Namun, dirinya skeptis terhadap kemungkinan terciptanya mata uang alternatif global atau sistem transfer pengganti SWIFT dalam waktu dekat.
“Indonesia perlu mengurangi ketergantungan terhadap dolar AS dengan lebih banyak menggunakan mata uang lokal untuk ekspor-impor dengan negara lain. Kendatipun demikian, kita tidak perlu menjadikan dedolarisasi sebagai gerakan ekonomi-politik, ini akan kontraproduktif dan diluar kepentingan kita,” jelas Wijayanto.
Dalam pandangan Wijayanto, menjadi bagian dari BRICS juga memberikan kesempatan bagi Indonesia untuk ikut menentukan arah dan cetak biru organisasi tersebut ke depan.
Dia menekankan pentingnya Tanah Air untuk memanfaatkan keanggotaan ini untuk membuka peluang kerja sama di berbagai bidang, seperti teknologi, ketahanan pangan, dan perubahan iklim.
Meskipun demikian, Wijayanto juga menyoroti potensi dampak keterpilihan kembali Donald Trump sebagai Presiden AS pada dinamika organisasi-organisasi multilateral.
“Keterpilihan Trump justru akan membuat organisasi-organisasi yang dibidani oleh negara Barat menjadi kurang efektif, karena Trump lebih menyukai pendekatan unilateral, maksimal bilateral. Komitmen multilateral termasuk COP, WTO, OECD, bahkan NATO cenderung ia nafikan,” terangnya.
Dengan demikian, Wijayanto menilai bahwa keanggotaan Indonesia di BRICS, meski agak terlambat, merupakan langkah strategis untuk memperluas pengaruh dan memperkuat posisi Indonesia di kancah internasional.
Sementara, Kementerian Luar Negeri RI dalam pernyataan resminya menyambut baik keanggotaan penuh Indonesia di BRICS.
Indonesia menyambut baik status keanggotaan penuhnya di BRICS, sebagaimana diumumkan Brasil sebagai Ketua BRICS 2025, dan berkomitmen untuk berkontribusi secara aktif dalam agenda organisasi tersebut ke depannya.
“Sebagai negara dengan perekonomian yang terus tumbuh dan beragam, Indonesia berkomitmen untuk berkontribusi secara aktif dalam agenda BRICS, termasuk mendorong ketahanan ekonomi, kerja sama teknologi, dan pembangunan berkelanjutan,” kata Kementerian Luar Negeri (Kemlu) RI dalam pernyataan persnya.
BACA JUGA:
Indonesia berkomitmen untuk terus berperan melalui BRICS dalam ikut mengatasi tantangan global seperti perubahan iklim, ketahanan pangan, dan kesehatan masyarakat, serta mewujudkan tatanan global yang lebih inklusif dan berkeadilan.

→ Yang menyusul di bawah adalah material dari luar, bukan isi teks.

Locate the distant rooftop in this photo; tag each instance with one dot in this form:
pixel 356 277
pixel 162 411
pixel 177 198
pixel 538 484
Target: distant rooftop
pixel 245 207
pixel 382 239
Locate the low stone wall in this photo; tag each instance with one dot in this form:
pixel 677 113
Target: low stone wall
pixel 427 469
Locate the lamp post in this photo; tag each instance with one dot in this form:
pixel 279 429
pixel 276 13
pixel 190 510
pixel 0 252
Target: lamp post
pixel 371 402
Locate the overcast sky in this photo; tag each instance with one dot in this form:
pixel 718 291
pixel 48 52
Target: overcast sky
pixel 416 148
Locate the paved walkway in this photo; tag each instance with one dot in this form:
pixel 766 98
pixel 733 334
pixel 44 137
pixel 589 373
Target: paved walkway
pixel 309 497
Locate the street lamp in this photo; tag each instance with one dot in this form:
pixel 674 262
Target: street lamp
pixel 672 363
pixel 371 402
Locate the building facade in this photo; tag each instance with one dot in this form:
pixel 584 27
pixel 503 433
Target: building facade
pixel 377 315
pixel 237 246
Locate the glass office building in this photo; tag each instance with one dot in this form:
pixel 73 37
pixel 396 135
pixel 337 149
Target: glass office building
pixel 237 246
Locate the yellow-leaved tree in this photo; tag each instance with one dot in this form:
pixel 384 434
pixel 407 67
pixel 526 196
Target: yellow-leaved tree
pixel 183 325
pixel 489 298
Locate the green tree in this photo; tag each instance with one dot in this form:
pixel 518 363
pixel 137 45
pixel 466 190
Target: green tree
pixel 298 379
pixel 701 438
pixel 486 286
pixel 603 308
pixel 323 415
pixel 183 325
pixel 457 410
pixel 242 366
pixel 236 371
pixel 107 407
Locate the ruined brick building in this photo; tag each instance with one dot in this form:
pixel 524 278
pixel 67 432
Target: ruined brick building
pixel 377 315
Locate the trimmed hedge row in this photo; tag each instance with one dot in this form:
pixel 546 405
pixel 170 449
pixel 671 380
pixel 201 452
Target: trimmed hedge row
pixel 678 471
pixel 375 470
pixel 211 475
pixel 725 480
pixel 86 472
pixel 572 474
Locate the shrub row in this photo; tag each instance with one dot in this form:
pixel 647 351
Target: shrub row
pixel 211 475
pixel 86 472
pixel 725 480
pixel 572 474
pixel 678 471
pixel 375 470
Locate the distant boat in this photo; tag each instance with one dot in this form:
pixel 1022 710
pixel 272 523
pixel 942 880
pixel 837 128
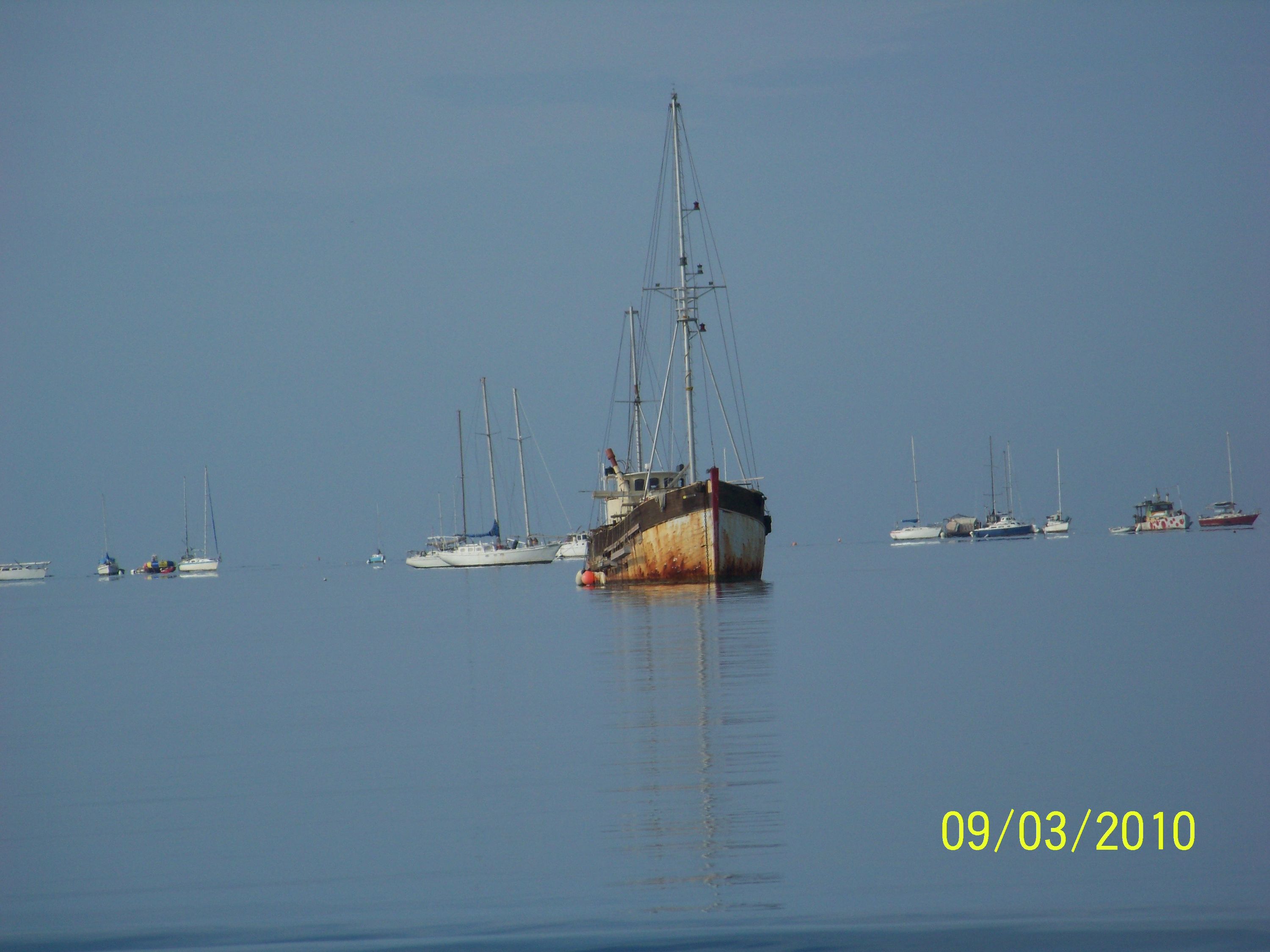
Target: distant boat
pixel 378 559
pixel 201 561
pixel 574 546
pixel 999 525
pixel 157 567
pixel 1159 515
pixel 23 572
pixel 912 530
pixel 527 551
pixel 681 525
pixel 1227 516
pixel 1058 523
pixel 108 567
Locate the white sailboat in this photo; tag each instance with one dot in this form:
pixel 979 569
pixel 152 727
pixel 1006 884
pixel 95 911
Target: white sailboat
pixel 23 572
pixel 378 560
pixel 108 567
pixel 201 561
pixel 527 551
pixel 1058 523
pixel 574 546
pixel 912 530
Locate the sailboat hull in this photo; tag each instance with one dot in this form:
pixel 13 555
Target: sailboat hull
pixel 474 556
pixel 1229 521
pixel 911 534
pixel 686 535
pixel 200 565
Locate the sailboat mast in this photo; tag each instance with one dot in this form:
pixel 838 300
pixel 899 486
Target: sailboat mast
pixel 463 484
pixel 1230 470
pixel 1058 462
pixel 992 476
pixel 681 294
pixel 635 412
pixel 917 503
pixel 489 448
pixel 205 512
pixel 520 447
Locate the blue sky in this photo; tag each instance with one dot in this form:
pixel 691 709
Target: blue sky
pixel 286 240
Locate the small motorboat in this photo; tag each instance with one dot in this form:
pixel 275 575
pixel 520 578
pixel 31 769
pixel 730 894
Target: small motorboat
pixel 157 567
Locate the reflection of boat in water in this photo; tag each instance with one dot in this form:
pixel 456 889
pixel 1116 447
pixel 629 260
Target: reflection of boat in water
pixel 23 572
pixel 1227 516
pixel 667 522
pixel 700 804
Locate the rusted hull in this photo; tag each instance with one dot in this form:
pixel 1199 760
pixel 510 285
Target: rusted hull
pixel 707 532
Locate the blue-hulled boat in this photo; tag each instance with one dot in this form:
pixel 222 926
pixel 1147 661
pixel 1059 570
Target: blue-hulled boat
pixel 997 525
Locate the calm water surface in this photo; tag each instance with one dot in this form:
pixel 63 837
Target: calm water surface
pixel 340 756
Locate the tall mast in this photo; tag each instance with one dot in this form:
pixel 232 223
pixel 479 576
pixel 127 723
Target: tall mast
pixel 681 294
pixel 917 503
pixel 1010 485
pixel 520 447
pixel 463 485
pixel 992 476
pixel 205 512
pixel 635 412
pixel 1058 462
pixel 1230 470
pixel 489 450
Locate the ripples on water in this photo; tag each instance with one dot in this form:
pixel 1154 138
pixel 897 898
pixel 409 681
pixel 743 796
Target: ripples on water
pixel 408 759
pixel 696 742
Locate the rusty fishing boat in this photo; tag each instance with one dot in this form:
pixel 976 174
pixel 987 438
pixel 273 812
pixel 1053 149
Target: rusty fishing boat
pixel 666 521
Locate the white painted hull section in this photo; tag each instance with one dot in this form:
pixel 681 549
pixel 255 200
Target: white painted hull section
pixel 23 572
pixel 911 534
pixel 1160 523
pixel 427 560
pixel 200 565
pixel 474 556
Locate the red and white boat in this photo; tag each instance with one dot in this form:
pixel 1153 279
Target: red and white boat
pixel 1156 513
pixel 1227 516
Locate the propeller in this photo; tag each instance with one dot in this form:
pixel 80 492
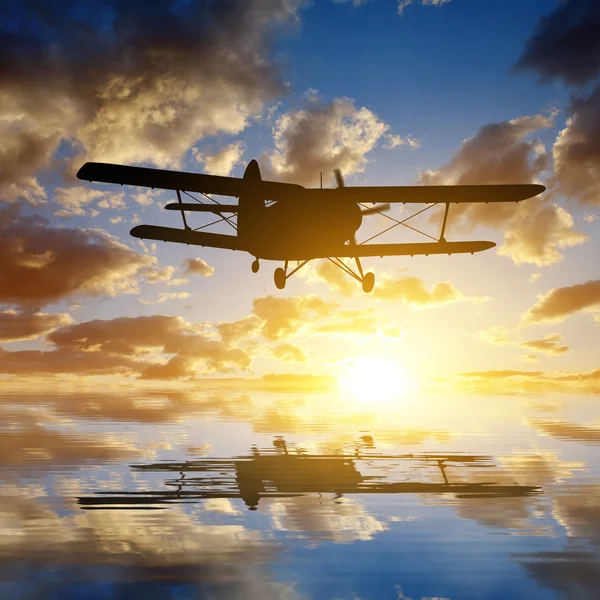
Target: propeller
pixel 339 179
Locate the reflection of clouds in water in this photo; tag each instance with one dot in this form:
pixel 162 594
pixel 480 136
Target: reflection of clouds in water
pixel 41 440
pixel 322 518
pixel 517 514
pixel 574 571
pixel 169 544
pixel 573 432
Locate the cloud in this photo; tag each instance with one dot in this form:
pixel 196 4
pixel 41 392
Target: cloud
pixel 396 141
pixel 402 4
pixel 499 153
pixel 289 353
pixel 551 344
pixel 196 266
pixel 16 326
pixel 413 292
pixel 223 161
pixel 61 362
pixel 321 138
pixel 286 316
pixel 128 82
pixel 571 432
pixel 509 381
pixel 75 200
pixel 121 346
pixel 364 323
pixel 559 303
pixel 42 264
pixel 564 44
pixel 577 151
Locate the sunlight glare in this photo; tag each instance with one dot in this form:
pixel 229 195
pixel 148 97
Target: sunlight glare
pixel 373 380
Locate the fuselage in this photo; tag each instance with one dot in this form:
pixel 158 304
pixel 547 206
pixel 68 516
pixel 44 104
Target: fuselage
pixel 296 228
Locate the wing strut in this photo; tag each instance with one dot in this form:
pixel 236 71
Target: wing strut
pixel 185 225
pixel 442 238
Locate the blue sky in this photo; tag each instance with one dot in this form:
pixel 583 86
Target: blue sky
pixel 437 75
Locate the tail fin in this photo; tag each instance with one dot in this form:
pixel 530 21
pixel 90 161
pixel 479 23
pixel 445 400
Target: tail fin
pixel 251 202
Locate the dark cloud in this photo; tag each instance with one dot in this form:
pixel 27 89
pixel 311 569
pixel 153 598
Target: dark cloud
pixel 286 316
pixel 135 336
pixel 565 44
pixel 42 264
pixel 559 303
pixel 321 138
pixel 502 153
pixel 196 266
pixel 289 353
pixel 571 432
pixel 577 151
pixel 65 362
pixel 551 344
pixel 129 81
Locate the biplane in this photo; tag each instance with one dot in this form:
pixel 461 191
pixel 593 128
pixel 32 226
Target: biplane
pixel 290 223
pixel 289 473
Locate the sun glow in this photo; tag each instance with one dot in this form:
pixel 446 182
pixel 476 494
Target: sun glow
pixel 373 380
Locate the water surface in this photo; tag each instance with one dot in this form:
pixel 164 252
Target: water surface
pixel 234 494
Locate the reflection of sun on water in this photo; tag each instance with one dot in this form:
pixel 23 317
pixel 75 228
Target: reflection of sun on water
pixel 373 380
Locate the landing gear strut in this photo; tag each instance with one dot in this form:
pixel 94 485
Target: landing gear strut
pixel 280 278
pixel 368 282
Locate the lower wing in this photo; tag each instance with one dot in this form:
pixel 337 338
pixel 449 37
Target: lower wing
pixel 182 236
pixel 426 248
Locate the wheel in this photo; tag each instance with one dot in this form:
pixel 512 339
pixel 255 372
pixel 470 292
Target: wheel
pixel 368 283
pixel 280 278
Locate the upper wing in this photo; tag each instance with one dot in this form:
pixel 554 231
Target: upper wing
pixel 423 248
pixel 182 236
pixel 425 194
pixel 180 180
pixel 196 207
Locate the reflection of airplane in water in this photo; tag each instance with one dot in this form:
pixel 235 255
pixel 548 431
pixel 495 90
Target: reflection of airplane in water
pixel 280 473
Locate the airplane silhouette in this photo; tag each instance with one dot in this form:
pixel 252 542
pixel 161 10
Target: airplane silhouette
pixel 287 222
pixel 279 473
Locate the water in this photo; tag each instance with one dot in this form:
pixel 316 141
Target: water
pixel 261 494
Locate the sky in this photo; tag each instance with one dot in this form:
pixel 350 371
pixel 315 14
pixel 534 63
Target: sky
pixel 389 92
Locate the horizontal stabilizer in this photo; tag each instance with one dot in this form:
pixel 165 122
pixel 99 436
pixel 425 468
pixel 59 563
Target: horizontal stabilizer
pixel 428 194
pixel 196 207
pixel 183 236
pixel 179 180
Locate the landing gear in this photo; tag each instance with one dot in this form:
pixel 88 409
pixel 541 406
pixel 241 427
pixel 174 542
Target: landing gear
pixel 368 282
pixel 280 278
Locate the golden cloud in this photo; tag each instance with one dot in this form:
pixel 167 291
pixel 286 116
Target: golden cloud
pixel 16 326
pixel 289 353
pixel 499 153
pixel 42 264
pixel 559 303
pixel 286 316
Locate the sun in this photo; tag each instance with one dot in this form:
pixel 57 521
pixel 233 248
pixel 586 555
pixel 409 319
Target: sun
pixel 373 380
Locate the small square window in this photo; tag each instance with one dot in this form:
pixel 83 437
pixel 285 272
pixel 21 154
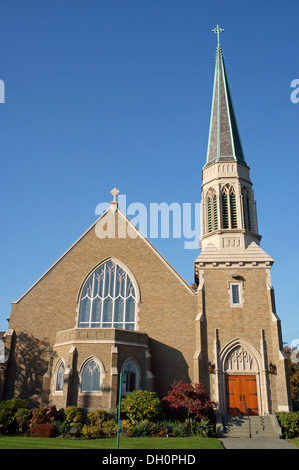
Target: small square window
pixel 235 291
pixel 236 294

Indonesia juga berdedikasi bulat untuk “bekerja dengan seluruh anggota BRICS dan pihak lainnya demi dunia yang lebih adil, damai, dan sejahtera."
Menurut Kemlu RI, bergabungnya Indonesia ke dalam BRICS merupakan cerminan atas semakin meningkatnya peran aktif RI di kancah global serta momentum untuk meningkatkan kerja sama multilateral.